Carrington rose and planted himself before the fire, looking down upon the three of us who were listening to him; and suddenly and very impressively came to the dénouement of his tale.
“One evening at dusk she came a little late to a rendezvous in a certain wood. It was just across the boundary, so as to add to the chances of not being interrupted — Destiny had seen to that. There she found him stark dead on his face, with the handle of a pruning-knife sticking out of his back. She had thought her husband was in town, but guessed instantly he had come back — and guessed rightly. She thought she recognised his pruning-knife (he had bought two, and given one to Wickley, you’ll remember) — and this time she guessed wrong.
“She hurried back to the house half demented, and found her husband had actually been home, and now had fled. And then she was quite certain who had done the deed. What should she do? Hide her own shame, save her husband’s neck, and smother the scandal! That woman actually took a spade, and in the dark, in that lonely wood, found a bit of loose soil, and got the body hidden somehow. The next evening, she had the nerve to go down again and pile more earth on top, and meanwhile she told the housekeeper that Marwell had been sacked. Nobody else in the house had liked him, and nobody worried what had become of him. And then she wrote that note to her husband — ‘I have done my best for you. Be grateful to me for that,’ and left the house and him for ever.”
“How did you find all those details?” we asked.

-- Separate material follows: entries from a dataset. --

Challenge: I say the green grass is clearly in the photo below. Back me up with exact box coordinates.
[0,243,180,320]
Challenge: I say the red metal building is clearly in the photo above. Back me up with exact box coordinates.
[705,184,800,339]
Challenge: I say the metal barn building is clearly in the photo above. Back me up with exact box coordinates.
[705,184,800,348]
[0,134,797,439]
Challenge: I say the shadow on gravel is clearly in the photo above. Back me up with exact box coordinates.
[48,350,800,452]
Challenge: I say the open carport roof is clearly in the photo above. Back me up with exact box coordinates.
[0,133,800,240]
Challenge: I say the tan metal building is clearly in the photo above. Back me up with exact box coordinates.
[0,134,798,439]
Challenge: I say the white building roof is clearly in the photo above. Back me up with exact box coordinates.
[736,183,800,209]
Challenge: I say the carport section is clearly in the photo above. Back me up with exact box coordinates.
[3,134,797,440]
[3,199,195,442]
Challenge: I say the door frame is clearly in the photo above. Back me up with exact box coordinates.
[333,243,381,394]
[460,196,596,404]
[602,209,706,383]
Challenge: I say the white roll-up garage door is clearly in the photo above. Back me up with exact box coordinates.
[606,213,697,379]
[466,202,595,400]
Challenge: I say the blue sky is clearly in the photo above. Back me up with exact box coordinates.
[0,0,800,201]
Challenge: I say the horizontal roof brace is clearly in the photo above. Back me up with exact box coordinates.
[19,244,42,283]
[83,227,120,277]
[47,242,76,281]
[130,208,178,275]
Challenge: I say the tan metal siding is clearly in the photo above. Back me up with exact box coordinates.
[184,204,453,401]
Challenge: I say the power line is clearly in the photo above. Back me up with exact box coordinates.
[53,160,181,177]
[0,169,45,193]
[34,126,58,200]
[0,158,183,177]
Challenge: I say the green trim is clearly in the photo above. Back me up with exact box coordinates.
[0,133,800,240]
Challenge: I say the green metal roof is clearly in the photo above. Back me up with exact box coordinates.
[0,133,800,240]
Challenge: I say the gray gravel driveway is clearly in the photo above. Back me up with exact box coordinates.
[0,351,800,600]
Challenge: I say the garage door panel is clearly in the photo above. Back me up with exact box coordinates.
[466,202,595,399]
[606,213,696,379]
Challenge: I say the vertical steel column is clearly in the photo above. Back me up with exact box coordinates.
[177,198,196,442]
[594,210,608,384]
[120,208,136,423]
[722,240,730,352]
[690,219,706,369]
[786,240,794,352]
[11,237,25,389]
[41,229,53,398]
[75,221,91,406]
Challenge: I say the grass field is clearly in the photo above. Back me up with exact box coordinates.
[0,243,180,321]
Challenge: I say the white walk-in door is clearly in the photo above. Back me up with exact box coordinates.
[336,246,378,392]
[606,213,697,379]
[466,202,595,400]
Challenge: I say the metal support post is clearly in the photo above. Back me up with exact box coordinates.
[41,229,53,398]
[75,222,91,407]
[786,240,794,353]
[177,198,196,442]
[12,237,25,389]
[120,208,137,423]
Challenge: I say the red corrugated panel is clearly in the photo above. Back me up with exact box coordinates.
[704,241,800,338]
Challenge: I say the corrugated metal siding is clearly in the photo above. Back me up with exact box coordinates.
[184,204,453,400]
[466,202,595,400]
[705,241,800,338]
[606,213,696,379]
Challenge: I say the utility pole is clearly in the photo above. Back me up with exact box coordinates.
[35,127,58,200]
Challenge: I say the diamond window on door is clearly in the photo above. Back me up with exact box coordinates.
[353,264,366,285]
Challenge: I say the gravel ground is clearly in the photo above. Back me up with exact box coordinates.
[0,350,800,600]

“Well, to begin by giving myself a little pat on the back, I came to a pretty correct conclusion at the end of Spencer’s story. One man alone had disappeared from the neighbourhood, and that was the chauffeur Marwell. I judged him to be an obvious rascal from his offer to spy upon the wife. Also I knew that there was nobody in her own station of life who could possibly have been Mrs. Spencer’s lover. Finally, I had learnt that one of Spencer’s coats had been abstracted, which not only accounted for the unknown victim being mistaken for Spencer, but pointed to his having been a member of the household.
“Then came Tuke with his story which confirmed my suspicion, and told me almost everything. And finally, I hunted down Mrs. Spencer, and made her tell me the rest.”